TRUE TALES OF THE PIT: Bill Eddins meets Stalin’s ghost

There aren’t a lot of stories of drug abuse, groupies and biker brawls at pig roasts among classical musicians. That’s why they call them “legit,” isn’t it?

But that doesn’t mean crazy things don’t occasionally happen in symphonic circles. We caught up with Edmonton Symphony Orchestra conductor Bill Eddins recently as he was getting ready to conduct and perform Ravel piano concertos at the Winspear Centre. The second of two shows happens tonight (Saturday, June 18), the last concert of the ESO’s Masters Series (ticket info here). He offers a Triple Feature of TRUE TALES FROM THE ORCHESTRA PIT.

The first incident happened about 20 years ago, when Eddins was conducting the Shastokovich’s First Cello Concerto with cellist Lynn Harrell. The music is all about Joseph Stalin’s infamous “work camps,” the gulags, in Russia after World War II.

“It’s all very depressing and angry,” Eddins says. “We were right in the middle of the second movement, which is specifically about the gulag archipelago, and in the quietest moment, one of the lights up in the proscenium just explodes and comes crashing down onto the timpani. The timpanist just dives out of the way. The orchestra comes to a screeching halt, in shock. And Lynn turns around, looks at it, turns back to the audience and says, ‘Hmm, must have been the ghost of Stalin.’ We started the second movement over again.”

The next anecdote proves that while symphony conductors have to know a great deal more about music than the public might ever imagine, they don’t necessarily know everything. Here in Edmonton at an ESO season opener a few years back, Eddins was getting ready to give the big upbeat to cue the orchestra during Stravinsky’s aptly-named Firebird Suite.
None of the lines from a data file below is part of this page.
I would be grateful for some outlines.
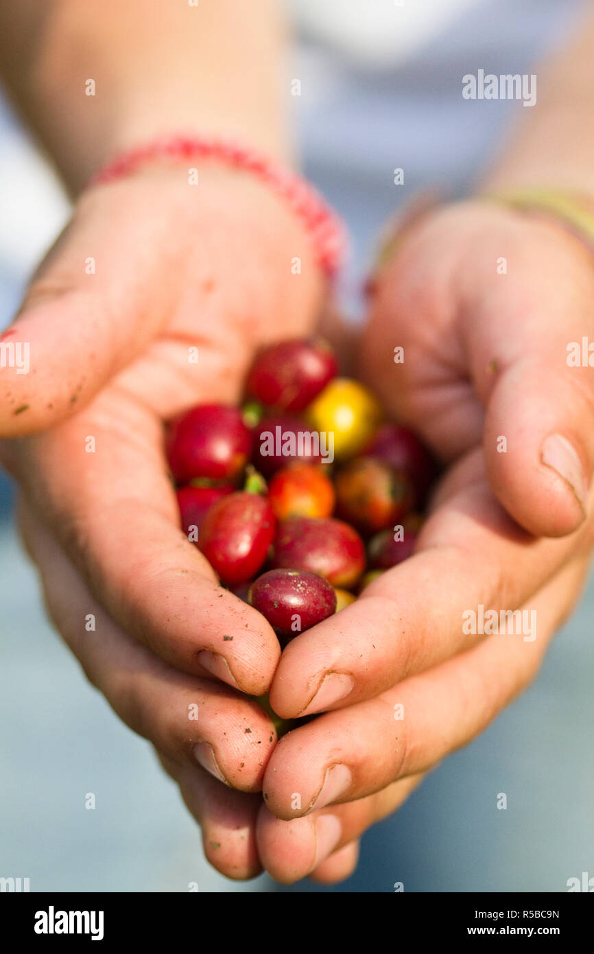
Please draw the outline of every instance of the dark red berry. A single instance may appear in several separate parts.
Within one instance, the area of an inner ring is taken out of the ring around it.
[[[270,477],[292,461],[319,464],[328,448],[320,446],[317,431],[286,416],[269,417],[254,428],[253,461],[256,468]]]
[[[411,514],[410,521],[404,520],[400,528],[381,530],[371,538],[367,545],[370,570],[389,570],[413,555],[419,536],[416,515]]]
[[[257,355],[247,390],[268,407],[302,411],[337,372],[337,360],[323,339],[279,342]]]
[[[197,543],[196,530],[199,531],[207,510],[217,500],[228,493],[233,493],[234,490],[233,484],[219,487],[192,487],[188,484],[186,487],[180,487],[177,490],[177,506],[181,528],[186,536],[194,543]]]
[[[167,441],[167,459],[179,484],[195,477],[233,480],[252,450],[252,432],[241,411],[225,404],[201,404],[174,421]]]
[[[365,569],[365,550],[357,530],[340,520],[291,517],[278,525],[272,562],[348,590]]]
[[[317,573],[270,570],[252,584],[249,602],[266,617],[284,646],[331,616],[337,609],[337,594]]]
[[[198,546],[223,583],[255,576],[275,536],[275,514],[264,497],[239,490],[211,507]]]
[[[384,424],[364,450],[407,474],[418,500],[422,500],[437,473],[436,463],[424,444],[410,430],[397,424]]]

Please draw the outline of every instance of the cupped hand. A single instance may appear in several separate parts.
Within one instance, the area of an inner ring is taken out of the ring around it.
[[[237,690],[265,693],[280,650],[180,529],[163,421],[236,402],[255,350],[307,334],[322,292],[309,237],[265,186],[154,167],[82,196],[2,337],[30,349],[29,373],[1,372],[1,454],[50,612],[230,877],[258,870],[250,793],[277,739]]]
[[[527,685],[573,608],[594,381],[567,356],[594,335],[592,301],[577,238],[479,201],[426,216],[379,275],[362,376],[447,468],[415,555],[283,652],[273,707],[323,715],[266,767],[257,842],[278,880],[312,869],[322,819],[321,876],[350,873],[358,837]]]

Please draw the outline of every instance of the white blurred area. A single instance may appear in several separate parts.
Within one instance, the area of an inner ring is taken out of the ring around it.
[[[372,70],[413,56],[482,0],[289,0],[295,22],[346,58]]]
[[[69,213],[59,179],[0,98],[0,328]]]

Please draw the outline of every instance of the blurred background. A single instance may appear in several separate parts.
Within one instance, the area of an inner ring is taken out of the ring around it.
[[[461,97],[461,77],[531,73],[579,0],[293,0],[291,97],[306,174],[346,218],[341,295],[357,316],[374,238],[414,194],[455,197],[497,156],[518,105]],[[395,186],[394,169],[404,170]],[[49,166],[0,98],[0,328],[69,215]],[[538,681],[363,839],[333,888],[236,884],[203,859],[195,823],[151,747],[89,686],[48,624],[0,475],[0,876],[31,891],[564,891],[594,876],[594,589]],[[85,809],[93,793],[94,811]],[[499,793],[507,809],[497,809]]]

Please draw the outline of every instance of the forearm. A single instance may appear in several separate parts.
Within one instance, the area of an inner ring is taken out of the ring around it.
[[[594,16],[537,67],[537,102],[487,177],[489,189],[556,186],[594,196]]]
[[[0,71],[73,191],[115,152],[172,131],[285,158],[279,10],[276,0],[22,0],[0,6]]]

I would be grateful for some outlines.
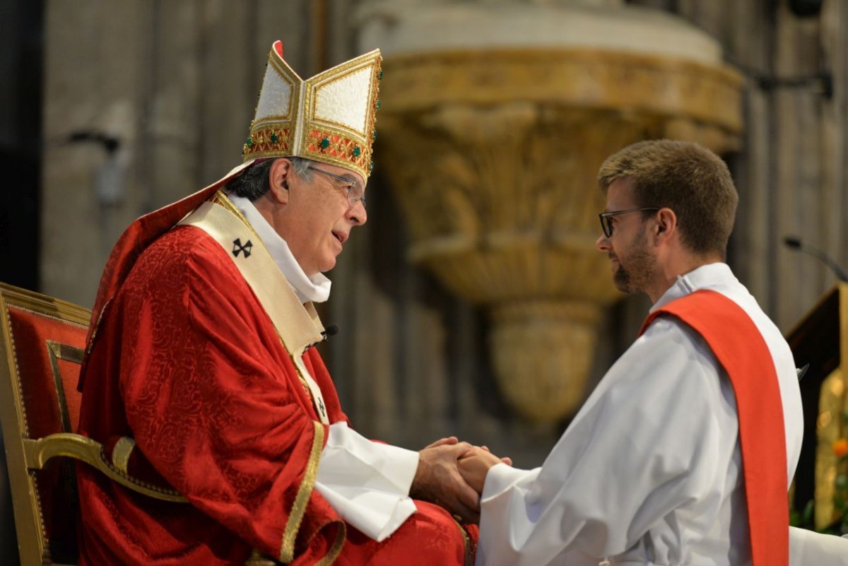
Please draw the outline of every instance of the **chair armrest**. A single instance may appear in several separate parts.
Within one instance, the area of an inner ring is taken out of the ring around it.
[[[137,493],[175,503],[186,503],[187,500],[179,492],[153,486],[133,478],[115,469],[103,455],[103,446],[96,441],[70,432],[48,435],[38,440],[24,439],[24,458],[30,469],[41,469],[50,458],[57,456],[72,458],[96,468],[109,480]]]

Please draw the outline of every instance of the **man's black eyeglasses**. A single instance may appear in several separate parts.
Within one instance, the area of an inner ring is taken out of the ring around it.
[[[600,219],[600,229],[604,230],[604,236],[606,237],[611,237],[612,236],[612,220],[611,219],[613,216],[618,216],[619,214],[627,214],[632,212],[648,212],[649,210],[659,210],[657,207],[644,207],[644,208],[628,208],[627,210],[613,210],[608,213],[600,213],[598,214],[598,218]]]
[[[325,171],[322,169],[318,169],[317,167],[313,167],[309,165],[309,169],[313,171],[318,171],[319,173],[323,173],[328,177],[332,177],[344,183],[343,186],[339,188],[344,189],[348,191],[348,202],[351,204],[356,204],[357,203],[362,203],[362,208],[365,206],[365,191],[362,189],[362,186],[360,185],[360,181],[355,179],[351,179],[349,177],[343,177],[340,175],[336,175],[335,173],[330,173],[329,171]]]

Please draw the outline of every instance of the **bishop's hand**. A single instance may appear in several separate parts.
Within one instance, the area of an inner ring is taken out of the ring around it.
[[[463,523],[479,522],[480,497],[457,468],[457,461],[473,448],[451,436],[421,450],[410,496],[444,508]]]
[[[486,474],[489,469],[496,463],[512,465],[509,458],[498,458],[488,451],[486,447],[471,448],[466,451],[457,462],[460,474],[469,486],[477,493],[483,493],[486,483]]]

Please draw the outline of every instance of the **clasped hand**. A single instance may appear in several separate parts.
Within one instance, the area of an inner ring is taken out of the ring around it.
[[[485,447],[460,442],[455,436],[443,438],[419,452],[418,469],[410,495],[439,505],[463,523],[480,520],[480,493],[488,469],[504,462]]]

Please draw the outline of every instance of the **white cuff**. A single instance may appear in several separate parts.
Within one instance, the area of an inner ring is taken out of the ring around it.
[[[315,489],[342,519],[379,542],[416,512],[409,493],[417,468],[418,452],[372,442],[334,423]]]
[[[503,493],[520,481],[533,481],[538,475],[541,468],[535,469],[521,469],[505,463],[496,463],[488,469],[486,481],[480,494],[480,503]]]

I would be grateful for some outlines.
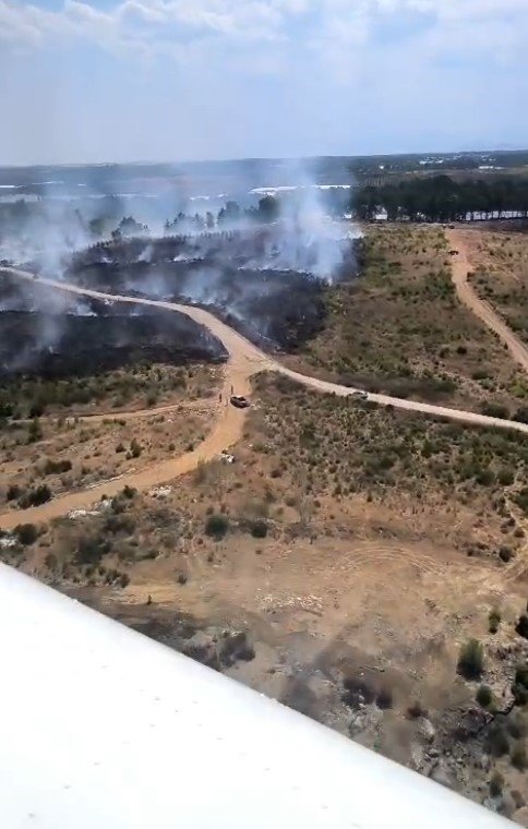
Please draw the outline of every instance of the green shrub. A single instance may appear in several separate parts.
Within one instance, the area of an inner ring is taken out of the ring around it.
[[[479,685],[476,694],[476,699],[479,706],[482,708],[489,708],[493,701],[493,694],[489,685]]]
[[[490,615],[488,616],[488,629],[490,634],[496,634],[499,630],[499,625],[501,624],[501,611],[496,608],[493,608],[493,610],[490,611]]]
[[[511,486],[515,481],[514,470],[509,467],[503,467],[499,470],[497,480],[502,486]]]
[[[108,539],[97,538],[94,536],[79,539],[75,560],[77,564],[99,564],[104,555],[111,550],[111,542]]]
[[[512,750],[512,766],[515,766],[519,771],[524,771],[528,766],[528,758],[526,756],[526,747],[524,743],[517,743]]]
[[[497,403],[483,403],[480,410],[482,414],[487,414],[490,418],[502,418],[506,420],[509,418],[507,407]]]
[[[492,797],[499,797],[504,786],[504,778],[499,771],[494,771],[490,780],[490,794]]]
[[[36,486],[25,495],[22,495],[19,501],[19,506],[22,509],[27,509],[31,506],[40,506],[40,504],[46,504],[46,502],[50,500],[51,490],[46,483],[43,483],[40,486]]]
[[[22,486],[17,483],[10,483],[5,493],[5,501],[16,501],[22,496]]]
[[[263,521],[263,520],[253,521],[250,527],[250,532],[253,536],[253,538],[266,538],[267,530],[268,530],[268,526],[266,521]]]
[[[139,458],[141,453],[142,453],[141,445],[137,443],[135,437],[133,437],[130,443],[130,456],[132,458]]]
[[[51,458],[47,458],[43,472],[44,474],[62,474],[63,472],[69,472],[71,468],[71,460],[52,460]]]
[[[219,541],[224,538],[229,529],[229,520],[225,515],[213,514],[209,515],[205,522],[205,532],[211,538]]]
[[[488,750],[493,757],[504,757],[509,752],[509,740],[504,728],[493,722],[487,737]]]
[[[19,526],[14,528],[13,534],[21,544],[29,546],[29,544],[34,544],[37,540],[38,529],[34,524],[19,524]]]
[[[484,666],[482,645],[477,639],[469,639],[460,648],[457,662],[457,673],[466,680],[478,680]]]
In the split second before he flicks the baton, he looks around, as he always does, to make sure everybody’s watching him. What Eddins sees gives him pause: “My principal trumpet player has his face stuck in the bell of the trumpet.” The conductor instinctively and instantaneously files that bit of information in the part of the brain that deals with things like flying cows and backwards trumpet players, makes the cue without missing a beat and hopes for the best. Turns out the trumpeter was merely breathing into his bell to moisten it slightly so he could insert the mute without making any noise.

“That’s what trumpet players do, but how the hell was I supposed to know?!” Eddins laughs. “The first thing that ran through my mind is that my principal trumpet player has completely lost it and I’m about to start the Firebird Suite which has this huge trumpet part.”

Ah, such ribald tales of symphonic tomfoolery! There is one more. Read on, if you dare. It’s the reason why Bill Eddins doesn’t wear glasses.

He recalls, “I was doing a series of summer show in Indianapolis about 12 years ago, outdoor concerts in July, which on hindsight wasn’t very a good idea. It was hotter than the very hind hinges of Hades, 109 in the shade. I was playing and conducting Rhapsody in Blue, by George Gershwin. I get to the end of the first famous piano cadenza, and I give this huge upbeat to cue the orchestra in and my glasses go flying off, slick with sweat. My eyesight used to be really shitty. I spent the next 15 minutes three inches above the keyboard and trying to play piano and conduct the orchestra at the same time.”

Fortunately he had the piece memorized. The glasses were eventually recovered, lenses popped back in (the wrong way) – so Eddins got lasik surgery as soon as he got back to Edmonton.

Nothing really strange has happened since.